Wednesday, October 19, 2016

Wide Awake, Crescent-Shaped


I see the moon and the moon sees me
High up over the apple tree



I can still hear my mom and dad singing this to me,* and with it that vague, buttery feeling that all little kids should have that everything is good and everything is connected. Like, if you can see the man in the moon (and yes, you want to see him so bad when you're 3, so you do), you're pretty much set.

Here in New York City, I'm embarrassed to say I don't even know if the moon is supposed to be visible to telescope-less eyes every night.  It's like that in many other urban areas, where most of the time you can't see stars because of light pollution. The glare and clutter from street lamps and lights in and outside office buildings spills into the sky like frat boys at Santacon, peeing in the street and such.

It's not just that we can't see the night sky. it's that as a result, I think we're out of whack, oversolared and overexposed.  If you're like me, you'll feel especially overstimulated in summer, when the sun is biggest and loudest. A real scheister who won't get off the stage until gravity forces its departure, the Donald Trump of things-in-the-sky (HELLO, you shouldn't look at him directly either). Even the sidewalks glare at you, and riding the subway is like licking a moist underarm (Eeww! Sorry).

Fortunately, there is hope--and it's made of green cheese. Okay, it's actually more like rocks, but Ayurvedic experts and others recommend moonbathing as cooling and calming, a way to balance the sun's yang energy with some loony (as in lunar) yin. I found a blog post on this practice that blows my mind (and P.S. if you wanna dig a little deeper you can find the author's body and spirit analysis of various world leaders).

So this past summer I started watching the sky in earnest. At first, it was like some bad crush, with me practically salivating as  I'd catch a glimpse of the moon over the East River. I'd be close to panting as I'd get off the bus and throw my groceries or bag upstairs and run outside again, only to find the ghost of my beloved taunting me from behind a pack of dirty-tricking clouds. Some nights it would seem like the moon was tracking a cubist path, now a cut-out hanging atop a tree with Scotch tape, then minutes later a papery disc holy communioned between two apartment buildings.

But slowly, somehow my aim just got better, and me and the moon had some quality time. In Texas in September, she (she? Yeah, she's a she for sure in Texas) acted as a tour guide for a leg of our sunset cruise around Austin's Ladybird Lake, as a million bats emerged like butterfly shadows to greet her.

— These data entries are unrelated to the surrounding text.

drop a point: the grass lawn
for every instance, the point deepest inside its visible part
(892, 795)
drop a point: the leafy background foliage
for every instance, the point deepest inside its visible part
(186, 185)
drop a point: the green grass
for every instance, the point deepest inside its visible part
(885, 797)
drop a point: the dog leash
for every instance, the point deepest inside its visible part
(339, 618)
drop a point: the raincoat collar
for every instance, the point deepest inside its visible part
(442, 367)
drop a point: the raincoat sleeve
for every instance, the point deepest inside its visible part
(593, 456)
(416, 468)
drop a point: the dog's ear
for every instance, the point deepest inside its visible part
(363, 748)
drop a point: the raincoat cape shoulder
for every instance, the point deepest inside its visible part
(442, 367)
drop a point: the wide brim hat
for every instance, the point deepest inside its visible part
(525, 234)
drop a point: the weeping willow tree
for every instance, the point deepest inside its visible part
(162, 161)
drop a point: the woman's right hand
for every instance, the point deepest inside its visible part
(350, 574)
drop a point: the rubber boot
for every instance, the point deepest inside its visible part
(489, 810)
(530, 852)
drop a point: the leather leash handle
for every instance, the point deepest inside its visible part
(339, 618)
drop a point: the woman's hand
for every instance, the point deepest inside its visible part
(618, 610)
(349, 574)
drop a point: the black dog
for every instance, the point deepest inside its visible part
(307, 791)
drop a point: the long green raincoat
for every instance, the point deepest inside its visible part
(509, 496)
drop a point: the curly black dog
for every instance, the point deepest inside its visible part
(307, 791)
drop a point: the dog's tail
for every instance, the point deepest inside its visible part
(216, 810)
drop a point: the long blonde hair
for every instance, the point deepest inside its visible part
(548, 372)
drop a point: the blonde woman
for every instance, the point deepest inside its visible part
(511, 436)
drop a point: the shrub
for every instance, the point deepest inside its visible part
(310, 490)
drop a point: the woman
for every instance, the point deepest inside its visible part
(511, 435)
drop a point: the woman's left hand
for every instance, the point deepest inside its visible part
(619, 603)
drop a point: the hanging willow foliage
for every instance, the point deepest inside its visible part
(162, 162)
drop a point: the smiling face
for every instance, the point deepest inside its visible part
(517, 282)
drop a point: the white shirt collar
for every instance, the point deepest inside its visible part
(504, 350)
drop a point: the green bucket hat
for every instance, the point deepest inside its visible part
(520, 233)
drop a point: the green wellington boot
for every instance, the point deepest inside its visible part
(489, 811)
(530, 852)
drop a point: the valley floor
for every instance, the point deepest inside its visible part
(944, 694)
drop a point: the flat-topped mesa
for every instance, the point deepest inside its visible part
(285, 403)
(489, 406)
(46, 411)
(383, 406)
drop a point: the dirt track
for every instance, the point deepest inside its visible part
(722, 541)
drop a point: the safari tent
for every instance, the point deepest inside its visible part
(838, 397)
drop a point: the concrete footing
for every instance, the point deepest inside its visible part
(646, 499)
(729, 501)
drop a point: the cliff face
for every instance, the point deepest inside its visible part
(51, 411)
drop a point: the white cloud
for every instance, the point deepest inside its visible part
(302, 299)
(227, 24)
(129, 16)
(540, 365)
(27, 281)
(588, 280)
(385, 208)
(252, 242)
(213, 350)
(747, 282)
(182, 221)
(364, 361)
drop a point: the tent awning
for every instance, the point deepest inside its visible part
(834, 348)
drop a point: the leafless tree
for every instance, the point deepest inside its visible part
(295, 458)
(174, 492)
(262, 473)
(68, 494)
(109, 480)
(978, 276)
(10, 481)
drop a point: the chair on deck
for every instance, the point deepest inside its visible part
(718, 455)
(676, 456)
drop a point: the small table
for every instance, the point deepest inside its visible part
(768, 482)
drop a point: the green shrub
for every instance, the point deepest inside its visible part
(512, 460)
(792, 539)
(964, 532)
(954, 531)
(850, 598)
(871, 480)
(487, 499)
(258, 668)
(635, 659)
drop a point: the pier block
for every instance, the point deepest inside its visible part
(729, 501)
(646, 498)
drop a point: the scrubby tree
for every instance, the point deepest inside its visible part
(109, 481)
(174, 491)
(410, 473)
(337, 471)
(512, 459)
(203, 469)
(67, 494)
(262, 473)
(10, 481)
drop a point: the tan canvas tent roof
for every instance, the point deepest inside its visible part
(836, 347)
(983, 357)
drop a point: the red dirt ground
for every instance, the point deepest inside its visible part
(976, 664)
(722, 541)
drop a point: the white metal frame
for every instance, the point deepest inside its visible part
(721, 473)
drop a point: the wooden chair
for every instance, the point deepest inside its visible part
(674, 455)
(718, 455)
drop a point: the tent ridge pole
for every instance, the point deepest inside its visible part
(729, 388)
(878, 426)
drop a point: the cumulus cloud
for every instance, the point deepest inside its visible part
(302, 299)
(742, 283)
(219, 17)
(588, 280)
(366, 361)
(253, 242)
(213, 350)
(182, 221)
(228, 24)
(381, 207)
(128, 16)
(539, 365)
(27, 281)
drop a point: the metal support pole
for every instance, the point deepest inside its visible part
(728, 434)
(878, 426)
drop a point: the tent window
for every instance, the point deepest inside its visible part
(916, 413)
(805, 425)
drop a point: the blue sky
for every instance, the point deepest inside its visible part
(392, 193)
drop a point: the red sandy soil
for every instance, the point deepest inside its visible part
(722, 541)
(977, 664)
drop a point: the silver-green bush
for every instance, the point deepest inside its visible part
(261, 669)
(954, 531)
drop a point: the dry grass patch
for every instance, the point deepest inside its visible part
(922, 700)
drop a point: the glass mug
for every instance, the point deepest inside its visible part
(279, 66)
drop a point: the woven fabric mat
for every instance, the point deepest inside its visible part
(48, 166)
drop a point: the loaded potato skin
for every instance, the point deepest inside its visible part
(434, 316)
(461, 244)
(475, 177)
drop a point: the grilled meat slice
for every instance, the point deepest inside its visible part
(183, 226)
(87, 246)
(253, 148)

And these past few days, whoa…it's like the moon's on 'roids, swinging big and low and bulbous, precisely timing orbit and phase in order to be his biggest self. (Yeah, this Supermoon's a total shock jock). On Sunday night I turned off all the lights, opened the windows and did my before-bed meditating while gazing at the moon; I'd close my eyes and see the Kodachrome version like a glowy doorbell on my third eye, then woke up the next morning thinking, The moon is a prodigal sun.

On Monday night I had to lie on the living room floor to get a good view, Ira looming over me from the coffee table, a la Supermoon, Siamese Cat edition. I'd close my eyes and see the moon waning into tomorrows, then woke up this morning and knew, Love is the moon looking at the sun. Or, love is that which flows between the moon and the ocean.

I also knew, like it or not, this is the story I have already been and have to start telling over and over, no matter that others have already told it better, no matter what a crappy or not job I do of it. I tell mine with cats and girls, and moms and brothers, and sacred beings and freshwater pearls. I wish it were a little easier to tell, like the story of the first kitten to do a pirouette (that's still on my list!), but it's kinda the one thing that explains everything to me.

Love is the moon thinking about the sun.




* I didn't realize until this writing it's an actual song! One of family members must have changed the words from "down through the leaves of the old oak tree" to "high up over the apple tree," in homage to the tree outside my window. To this day no Macintosh has been able to raise the bar set by this tree.

And then there's this.





While writing this, my inner juke box cued up  and busted out "Sunrise, Sunset," and  I'm in the backseat of my family's light blue Caprice Classic again, forced to listen to this borderline creepy and way-too-depressing-for-a-kid song--sorry, Tony!--on 8-track.

1 comment:

  1. Morticia and Gomez Addams used to moonbathe. A favorite show of mine growing up.
    I am fortunate to be able to spend a lot of time outdoors under the stars and moon.